Professor Parsonage explained before federal judges ruled on the ban and issued restraining orders, the executive orders blocked the return of both green card holders and permanent legal citizens visiting the seven countries listed.

“I have a number of clients in the United States who are Iraqi, Yemeni, who are separated from family members,” she said.

Professor Parsonage also emphasized that the ban, which resulted in a Center for Immigration Studies (CIS) hold on all pending applications for work permits, visas and naturalization applications for individuals from the seven countries listed in the order, has adversely impacted many of her clients who have followed all correct legal procedures in the immigration process and who are already in the United States with temporary work visas.

“If this ban stays in effect for any length of time, and their work permits expire, they lose their jobs, their license to drive expires,” she said. “They have children to feed. This is not just an inconvenience to a hundred people.”

On Feb. 3, U.S. District Judge James L. Robart issued a temporary restraining order which suspended enforcement of Donald Trump’s exclusion order; however, nearly 100,000 foreigners from Iran, Iraq, Syria, Sudan, Somalia, Libya and Yemen who their visas revoked, as reported by The Washington Post, will still be unable to freely travel, according to Sociology Professor Hana Brown.

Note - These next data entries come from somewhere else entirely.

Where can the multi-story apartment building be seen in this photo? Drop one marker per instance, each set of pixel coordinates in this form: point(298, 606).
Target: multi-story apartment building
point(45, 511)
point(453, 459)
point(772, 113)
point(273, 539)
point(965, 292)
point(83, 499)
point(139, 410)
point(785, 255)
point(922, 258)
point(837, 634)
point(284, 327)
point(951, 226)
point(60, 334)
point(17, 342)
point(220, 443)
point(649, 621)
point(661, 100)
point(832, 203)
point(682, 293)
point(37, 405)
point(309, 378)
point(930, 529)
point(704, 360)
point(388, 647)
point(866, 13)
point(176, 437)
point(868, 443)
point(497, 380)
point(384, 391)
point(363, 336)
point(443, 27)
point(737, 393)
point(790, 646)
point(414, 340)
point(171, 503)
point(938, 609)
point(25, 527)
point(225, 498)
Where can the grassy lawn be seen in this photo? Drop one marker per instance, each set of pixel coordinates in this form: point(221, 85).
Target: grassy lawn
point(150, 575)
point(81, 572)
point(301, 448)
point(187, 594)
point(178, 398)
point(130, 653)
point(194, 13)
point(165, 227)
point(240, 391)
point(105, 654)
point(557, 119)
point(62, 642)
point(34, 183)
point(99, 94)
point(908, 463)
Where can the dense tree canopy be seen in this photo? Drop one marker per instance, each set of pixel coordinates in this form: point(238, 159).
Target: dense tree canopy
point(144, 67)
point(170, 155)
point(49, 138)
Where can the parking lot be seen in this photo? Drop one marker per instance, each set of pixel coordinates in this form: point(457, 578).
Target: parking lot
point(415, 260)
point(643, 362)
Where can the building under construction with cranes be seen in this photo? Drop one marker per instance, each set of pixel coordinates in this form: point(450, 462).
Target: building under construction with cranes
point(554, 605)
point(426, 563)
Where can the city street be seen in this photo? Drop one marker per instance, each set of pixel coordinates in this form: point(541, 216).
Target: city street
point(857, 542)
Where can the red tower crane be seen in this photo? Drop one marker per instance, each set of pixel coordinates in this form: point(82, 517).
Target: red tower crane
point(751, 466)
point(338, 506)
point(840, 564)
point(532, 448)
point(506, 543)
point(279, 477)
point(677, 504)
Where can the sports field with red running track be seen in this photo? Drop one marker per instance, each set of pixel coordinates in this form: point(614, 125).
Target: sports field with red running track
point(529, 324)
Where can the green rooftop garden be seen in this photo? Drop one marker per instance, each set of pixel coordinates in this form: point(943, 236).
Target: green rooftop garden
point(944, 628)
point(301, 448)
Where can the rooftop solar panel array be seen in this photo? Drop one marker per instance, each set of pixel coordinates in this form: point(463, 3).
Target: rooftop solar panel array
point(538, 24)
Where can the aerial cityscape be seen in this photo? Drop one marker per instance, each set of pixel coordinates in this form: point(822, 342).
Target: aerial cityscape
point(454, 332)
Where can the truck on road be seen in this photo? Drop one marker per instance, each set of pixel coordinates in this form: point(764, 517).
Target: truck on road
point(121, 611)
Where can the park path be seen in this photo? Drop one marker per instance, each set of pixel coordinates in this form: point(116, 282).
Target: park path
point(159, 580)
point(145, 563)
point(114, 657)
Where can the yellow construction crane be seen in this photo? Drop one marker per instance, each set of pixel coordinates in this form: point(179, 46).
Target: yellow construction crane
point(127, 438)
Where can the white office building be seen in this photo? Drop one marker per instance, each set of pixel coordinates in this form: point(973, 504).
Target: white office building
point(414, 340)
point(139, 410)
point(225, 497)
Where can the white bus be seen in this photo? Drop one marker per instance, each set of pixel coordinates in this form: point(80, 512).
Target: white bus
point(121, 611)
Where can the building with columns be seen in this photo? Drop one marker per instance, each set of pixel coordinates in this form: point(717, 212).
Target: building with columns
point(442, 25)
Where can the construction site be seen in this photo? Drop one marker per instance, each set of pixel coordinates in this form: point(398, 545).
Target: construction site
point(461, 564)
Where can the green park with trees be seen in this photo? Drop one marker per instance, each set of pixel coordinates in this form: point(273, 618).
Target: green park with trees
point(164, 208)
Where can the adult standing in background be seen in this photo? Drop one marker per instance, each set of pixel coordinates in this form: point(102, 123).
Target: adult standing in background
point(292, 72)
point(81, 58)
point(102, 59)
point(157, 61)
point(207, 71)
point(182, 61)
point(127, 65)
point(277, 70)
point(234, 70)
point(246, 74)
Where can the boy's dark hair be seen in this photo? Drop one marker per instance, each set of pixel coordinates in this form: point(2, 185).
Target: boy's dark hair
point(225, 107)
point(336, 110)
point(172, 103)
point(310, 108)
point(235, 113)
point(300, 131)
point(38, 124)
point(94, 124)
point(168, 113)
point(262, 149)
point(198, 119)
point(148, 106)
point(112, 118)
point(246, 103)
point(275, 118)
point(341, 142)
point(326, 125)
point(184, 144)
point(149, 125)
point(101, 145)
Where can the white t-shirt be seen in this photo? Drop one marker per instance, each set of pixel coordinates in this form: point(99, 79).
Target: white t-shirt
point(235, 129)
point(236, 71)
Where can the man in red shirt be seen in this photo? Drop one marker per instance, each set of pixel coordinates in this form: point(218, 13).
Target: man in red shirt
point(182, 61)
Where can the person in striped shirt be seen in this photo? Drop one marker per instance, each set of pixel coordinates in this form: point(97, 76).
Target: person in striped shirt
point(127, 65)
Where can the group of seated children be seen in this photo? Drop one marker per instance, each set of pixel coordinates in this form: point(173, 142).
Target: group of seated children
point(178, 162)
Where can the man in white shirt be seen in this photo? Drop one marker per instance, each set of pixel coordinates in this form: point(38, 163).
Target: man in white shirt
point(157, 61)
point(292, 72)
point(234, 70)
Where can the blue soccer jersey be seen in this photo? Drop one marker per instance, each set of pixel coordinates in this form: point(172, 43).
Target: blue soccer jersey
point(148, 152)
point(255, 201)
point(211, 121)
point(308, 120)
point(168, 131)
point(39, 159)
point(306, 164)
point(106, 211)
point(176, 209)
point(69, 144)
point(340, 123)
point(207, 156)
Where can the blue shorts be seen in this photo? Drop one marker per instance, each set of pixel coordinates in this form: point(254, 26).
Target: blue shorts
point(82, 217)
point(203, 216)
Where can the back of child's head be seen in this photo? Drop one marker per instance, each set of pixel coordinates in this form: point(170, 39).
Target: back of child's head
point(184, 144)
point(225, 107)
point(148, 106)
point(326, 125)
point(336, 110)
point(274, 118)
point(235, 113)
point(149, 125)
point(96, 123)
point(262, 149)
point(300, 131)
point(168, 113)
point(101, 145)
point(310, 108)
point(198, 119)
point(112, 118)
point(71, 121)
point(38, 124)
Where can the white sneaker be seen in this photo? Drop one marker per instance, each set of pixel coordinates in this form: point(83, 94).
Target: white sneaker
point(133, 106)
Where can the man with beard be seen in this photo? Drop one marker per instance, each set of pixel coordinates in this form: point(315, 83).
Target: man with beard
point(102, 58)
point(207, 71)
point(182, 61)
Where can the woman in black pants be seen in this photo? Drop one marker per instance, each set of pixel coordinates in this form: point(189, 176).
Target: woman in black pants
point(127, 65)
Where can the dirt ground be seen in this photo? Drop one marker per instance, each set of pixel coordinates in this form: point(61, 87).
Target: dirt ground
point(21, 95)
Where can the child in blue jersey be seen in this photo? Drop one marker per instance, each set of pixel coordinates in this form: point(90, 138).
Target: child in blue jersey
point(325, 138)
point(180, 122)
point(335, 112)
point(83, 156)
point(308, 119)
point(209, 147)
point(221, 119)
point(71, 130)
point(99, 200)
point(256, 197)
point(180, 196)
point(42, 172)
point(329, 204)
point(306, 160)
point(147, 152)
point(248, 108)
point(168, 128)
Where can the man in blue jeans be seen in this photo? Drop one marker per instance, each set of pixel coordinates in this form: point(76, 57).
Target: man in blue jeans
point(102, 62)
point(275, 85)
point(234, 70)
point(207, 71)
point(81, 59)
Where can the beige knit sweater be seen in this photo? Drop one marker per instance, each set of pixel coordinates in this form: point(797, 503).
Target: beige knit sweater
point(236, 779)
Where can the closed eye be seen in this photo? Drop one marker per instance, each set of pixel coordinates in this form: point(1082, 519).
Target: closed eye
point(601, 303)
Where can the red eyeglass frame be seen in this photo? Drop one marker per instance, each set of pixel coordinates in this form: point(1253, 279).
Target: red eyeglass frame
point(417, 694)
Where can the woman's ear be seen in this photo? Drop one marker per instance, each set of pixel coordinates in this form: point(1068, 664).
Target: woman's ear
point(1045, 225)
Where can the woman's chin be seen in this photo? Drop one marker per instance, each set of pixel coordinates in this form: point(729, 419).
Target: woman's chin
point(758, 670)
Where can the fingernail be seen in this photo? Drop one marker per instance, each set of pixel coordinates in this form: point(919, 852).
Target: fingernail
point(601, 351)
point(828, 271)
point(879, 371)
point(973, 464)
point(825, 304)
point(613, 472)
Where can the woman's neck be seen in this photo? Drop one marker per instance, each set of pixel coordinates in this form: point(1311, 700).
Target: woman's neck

Panelists noted that prior to this action, a lack of direction from the White House in regards to implementation led to chaos and confusion for both those attempting to enter the United States and Customs and Border Patrol agents alike. Demonstrations took place outside the White House and in airports across the country, and Professor Parsonage said that she was just one of multitudes of lawyers who sat on terminal floors for hours to aid those who had been detained.

She also explained that the feeling of vast uncertainty about the future still remains for many of her clients following the temporary suspension of the exclusion order. “This last week puts me in a position that as an attorney I am very uncomfortable with, (because) immigration attorneys are saying, ‘We have no idea,’” she said.

The other panelists, Politics Professor Hank Kennedy and Brown, argued that the countries targeted in the exclusion order are not a threat to U.S. interests and that the White House’s policies could damage American international relations.

“(American) ideology includes claims to being diverse and welcoming to immigrants,” Professor Kennedy said. “The world sees the United States withdrawing from its core values. What made the United States exceptional is now tarnished.”

There was a consensus of the panelists that the orders lacked strategy and had devastating effects. The ban also reduced by more than half the number of refugees who would be resettled in this fiscal year, and Professor Brown explained the effect on immigrants who have already been resettled: “When our immigration policies reflect the best values of our nation, when they welcome [immigrants] with open arms, [immigrants] are more likely to incorporate into American society and are more likely to become citizens.”

“The New Administration’s Refugee and Immigration Policy: What Does it Mean?” panel discussion was sponsored by the Wake Forest University programs in Middle East and South Asia Studies and American Ethnic Studies.